Dass Gewalt Gegengewalt herausfordert, dass das Jagdfest in ein allgemeines Chaos zu führen droht, wird auch indirekt angedeutet: Bei der Netzjagd bildeten Herren und Volk einen Ring um die Tiere in der Mitte. Bei den anschließenden Festen bildet das Volk einen Ring um die Herren in der Mitte77 und schaut ihrem Treiben staunend zu – zuerst beim „Mittagsmahl“ nach der Netzjagd (415,9), dann zum Schluss beim nächtlichen „Tanzfest“ (430,24).

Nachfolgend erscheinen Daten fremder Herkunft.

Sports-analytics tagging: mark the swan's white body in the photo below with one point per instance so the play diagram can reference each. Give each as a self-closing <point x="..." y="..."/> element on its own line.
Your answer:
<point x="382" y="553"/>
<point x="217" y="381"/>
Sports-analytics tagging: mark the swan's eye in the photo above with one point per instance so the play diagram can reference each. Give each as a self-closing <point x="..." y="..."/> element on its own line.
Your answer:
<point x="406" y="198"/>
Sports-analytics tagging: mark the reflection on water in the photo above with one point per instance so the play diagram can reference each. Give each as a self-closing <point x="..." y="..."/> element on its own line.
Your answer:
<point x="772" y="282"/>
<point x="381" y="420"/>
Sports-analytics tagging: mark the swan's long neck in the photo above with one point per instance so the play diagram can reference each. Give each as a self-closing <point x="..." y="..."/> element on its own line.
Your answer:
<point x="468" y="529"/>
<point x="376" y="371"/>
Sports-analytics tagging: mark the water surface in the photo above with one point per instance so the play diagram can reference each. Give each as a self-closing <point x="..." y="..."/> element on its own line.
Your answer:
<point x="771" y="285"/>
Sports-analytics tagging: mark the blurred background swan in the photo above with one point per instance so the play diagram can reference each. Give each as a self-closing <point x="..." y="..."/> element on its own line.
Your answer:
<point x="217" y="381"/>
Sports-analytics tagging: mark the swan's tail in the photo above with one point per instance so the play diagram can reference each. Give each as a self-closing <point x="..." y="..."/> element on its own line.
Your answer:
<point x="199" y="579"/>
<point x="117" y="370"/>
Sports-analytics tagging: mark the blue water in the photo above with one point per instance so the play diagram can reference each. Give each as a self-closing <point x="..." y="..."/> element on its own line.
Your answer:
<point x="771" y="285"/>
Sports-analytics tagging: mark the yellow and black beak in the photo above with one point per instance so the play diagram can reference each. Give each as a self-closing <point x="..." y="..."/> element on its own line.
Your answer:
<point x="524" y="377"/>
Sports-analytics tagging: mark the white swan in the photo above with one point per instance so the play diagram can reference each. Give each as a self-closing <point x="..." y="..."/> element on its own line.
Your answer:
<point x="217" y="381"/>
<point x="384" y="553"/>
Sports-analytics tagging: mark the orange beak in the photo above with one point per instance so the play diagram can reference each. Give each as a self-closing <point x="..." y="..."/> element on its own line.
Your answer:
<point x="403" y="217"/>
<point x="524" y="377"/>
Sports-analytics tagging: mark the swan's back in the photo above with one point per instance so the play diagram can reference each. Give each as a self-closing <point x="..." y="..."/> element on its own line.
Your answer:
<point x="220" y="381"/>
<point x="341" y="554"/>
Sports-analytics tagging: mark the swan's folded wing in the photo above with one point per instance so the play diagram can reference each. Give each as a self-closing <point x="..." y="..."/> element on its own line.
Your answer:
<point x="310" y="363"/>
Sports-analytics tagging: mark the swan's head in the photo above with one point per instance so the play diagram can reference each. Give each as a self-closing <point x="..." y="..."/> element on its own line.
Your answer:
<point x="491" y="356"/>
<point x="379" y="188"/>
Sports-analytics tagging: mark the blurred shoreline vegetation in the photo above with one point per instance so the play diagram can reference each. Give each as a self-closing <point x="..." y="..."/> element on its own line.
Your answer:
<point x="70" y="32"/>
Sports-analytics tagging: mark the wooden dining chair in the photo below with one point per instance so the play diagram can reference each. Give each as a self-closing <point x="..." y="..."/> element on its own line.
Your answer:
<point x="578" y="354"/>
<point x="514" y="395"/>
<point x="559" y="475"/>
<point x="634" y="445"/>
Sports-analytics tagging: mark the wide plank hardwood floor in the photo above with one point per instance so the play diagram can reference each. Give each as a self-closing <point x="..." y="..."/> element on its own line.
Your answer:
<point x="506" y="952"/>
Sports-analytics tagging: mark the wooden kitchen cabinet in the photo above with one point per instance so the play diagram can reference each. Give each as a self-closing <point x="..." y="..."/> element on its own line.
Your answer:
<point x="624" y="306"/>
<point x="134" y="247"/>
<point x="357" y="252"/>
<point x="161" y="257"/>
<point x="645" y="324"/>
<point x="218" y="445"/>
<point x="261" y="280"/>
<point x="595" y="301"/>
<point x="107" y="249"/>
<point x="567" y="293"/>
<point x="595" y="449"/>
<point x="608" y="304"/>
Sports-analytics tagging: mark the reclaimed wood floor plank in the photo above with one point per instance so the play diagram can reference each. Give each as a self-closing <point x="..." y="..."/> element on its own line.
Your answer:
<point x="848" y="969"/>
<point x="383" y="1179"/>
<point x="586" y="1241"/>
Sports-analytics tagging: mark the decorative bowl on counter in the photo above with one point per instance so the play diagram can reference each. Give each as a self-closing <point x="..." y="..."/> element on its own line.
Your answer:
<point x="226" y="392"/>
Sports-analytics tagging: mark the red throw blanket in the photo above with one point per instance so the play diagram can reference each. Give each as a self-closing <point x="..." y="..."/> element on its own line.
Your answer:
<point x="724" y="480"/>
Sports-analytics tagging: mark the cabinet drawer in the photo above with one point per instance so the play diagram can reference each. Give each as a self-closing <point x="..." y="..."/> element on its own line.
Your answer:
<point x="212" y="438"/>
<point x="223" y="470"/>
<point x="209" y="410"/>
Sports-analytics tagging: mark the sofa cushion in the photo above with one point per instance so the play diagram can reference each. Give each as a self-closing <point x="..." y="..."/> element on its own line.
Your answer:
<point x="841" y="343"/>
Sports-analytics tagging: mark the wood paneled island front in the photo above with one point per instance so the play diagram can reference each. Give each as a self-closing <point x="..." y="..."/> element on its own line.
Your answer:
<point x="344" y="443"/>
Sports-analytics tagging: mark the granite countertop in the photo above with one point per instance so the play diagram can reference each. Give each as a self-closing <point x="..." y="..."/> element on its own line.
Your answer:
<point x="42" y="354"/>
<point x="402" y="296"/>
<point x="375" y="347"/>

Bei diesem Maskenball wird der gewalttätige Hintergrund des Jagdfestes direkt angesprochen: „Das Höchste waren Spiele und Masken. Es waren Schäfer und Schäferinnen, Bauern und Bäuerinnen, Jäger, Bergleute, Zauberinnen, dann Götter und Göttinnen, insbesondere Venus und Adonis zugegen. Hanna nahm schon an dem Feste in dem kostbaren Gewande der vornehmen Frauen Antheil.“ (431,4–9) Hanna wird Gestalten der antiken Mythologie zugesellt. Man erinnere sich: Auch Adonis war „außerordentlich schön“ und deshalb wurde er zum Geliebten der Venus bzw. der Aphrodite. Er war ein leidenschaftlicher Jäger, Venus mahnte ihn immer zur Vorsicht. Umsonst – er wurde von einem wilden Eber getötet, der vom eifersüchtigen Mars bzw. Ares geschickt war.78 Also: Nichtsahnend spielen die adeligen Herren auf dem Fest, was in diesen Tagen – durch ihren Leichtsinn provoziert – beinahe Realität geworden wäre: die Tötung des Schönlings durch den eifersüchtigen Rivalen. In dem unscheinbaren Hinweis auf Venus und Adonis erreicht die hintergründige Kritik am Jagdfest ihre Spitze. Dieser Maskenball ist ein Tanz auf dem Vulkan. Die Kehrseite der Schönheit, die die Jagdgesellschaft feiert, ist Rivalität und Mord. Oben hatte es bei der Netzjagd geheißen, die Frauen der Jagdgesellschaft dürften nicht selbst jagen; „die Sitte erlaube nicht einmal, daß die Frauen bei dem Tödten der Thiere zugegen seien, weil sie zu zart und zu fein sind, so daß sich nur das Schäferspiel für sie schike“ (411,14–17). Jetzt, in der Rückschau muss man feststellen, dass das nur ein Moment im Selbstbetrug ist, den diese Gesellschaft inszeniert.